Returning the Last Value in a Row
The following array formula is similar to the previous formula, but it returns the last non- empty cell in the first 200 columns of a row (in this case, row 1):
{=INDEX(A1:GR1,MAX(COLUMN(A1:GR1)*(A1:GR1<>"")))}
Column GR is column 200. To use this formula for a different row, change the A1:GR1 reference to correspond to the range to check. A simpler (but slower) version of this formula that checks all 16,384 columns is
{=INDEX(1:1,MAX(COLUMN(1:1)*(1:1<>"")))}
Ranking Data with an Array Formula
Often, computing the rank orders for the values in a range of data is helpful. If you have a worksheet containing the annual sales figures for 20 salespeople, for example, you may want to know how each person ranks, from highest to lowest.
If you've used Excel's RANK function, you may have noticed that the ranks produced by this function don't handle ties the way that you may like. For example, if two values are tied for third place, the RANK function gives both of them a rank of 3. You may prefer a commonly used approach that assigns each an average (or midpoint) of the ranks-in other words, a rank of 3.5 for both values tied for third place.
shows a worksheet that uses two methods to rank a column of values (named Sales). The first method (column C) uses Excel's RANK function. Column D uses array formulas to compute the ranks.
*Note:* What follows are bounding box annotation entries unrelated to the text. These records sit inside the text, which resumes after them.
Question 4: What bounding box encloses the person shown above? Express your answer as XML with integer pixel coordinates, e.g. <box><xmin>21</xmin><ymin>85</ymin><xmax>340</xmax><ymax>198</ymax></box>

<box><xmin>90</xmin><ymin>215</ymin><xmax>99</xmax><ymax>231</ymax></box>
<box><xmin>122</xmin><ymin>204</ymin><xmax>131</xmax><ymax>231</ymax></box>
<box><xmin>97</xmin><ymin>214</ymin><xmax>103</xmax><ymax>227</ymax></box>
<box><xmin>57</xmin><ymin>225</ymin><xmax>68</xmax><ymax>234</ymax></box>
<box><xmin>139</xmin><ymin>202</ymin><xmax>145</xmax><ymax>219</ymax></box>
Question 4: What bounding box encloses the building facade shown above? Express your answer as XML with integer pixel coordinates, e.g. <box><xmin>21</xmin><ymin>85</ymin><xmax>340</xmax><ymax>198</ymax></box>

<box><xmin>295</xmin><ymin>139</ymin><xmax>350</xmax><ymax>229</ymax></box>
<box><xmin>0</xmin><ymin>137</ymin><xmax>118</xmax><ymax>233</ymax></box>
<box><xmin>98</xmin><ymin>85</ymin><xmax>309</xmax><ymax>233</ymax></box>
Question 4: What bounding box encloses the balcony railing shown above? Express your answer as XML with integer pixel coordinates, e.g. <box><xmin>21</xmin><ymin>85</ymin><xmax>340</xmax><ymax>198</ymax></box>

The following is the array formula in cell D5:
=SUM(1*(B5<=Sales))-(SUM(1*(B5=Sales))-1)/2
This formula is copied to the cells below it.

Note:
Each ranking is computed with a separate array formula, not with an array formula entered into multiple cells.

Each array function works by computing the number of higher values and subtracting one half of the number of equal values minus 1.

Creating a Dynamic Crosstab Table
A crosstab table tabulates or summarizes data across two dimensions. Take a look at the data in this worksheet shows a simple expense account listing. Each item consists of the date, the expense category, and the amount spent. Each column of data is a named range, indicated in the first row.


Array formulas summarize this information into a handy table that shows the total expenses-by category-for each day. Cell F6 contains the following array formula, which is copied to the remaining 14 cells in the table:

=SUM(($E6=Date)*(F$5=Category)*Amount)
These array formulas display the totals for each day, by category.
The formula sums the values in the Amount range, but does so only if the row and column names in the summary table match the corresponding entries in the Date and Category ranges. It does so by multiplying two Boolean values by the Amount. If both Boolean values are True, the result is the Amount. If one or both of the Boolean values is False, the result is 0.
You can customize this technique to hold any number of different categories and any number of dates. You can eliminate the dates, in fact, and substitute people's names, departments, regions, and so on.

Note 
You also can use Excel's pivot table feature to summarize data in this way. However, pivot tables do not update automatically when the data changes, so the array formula method described here has at least one advantage.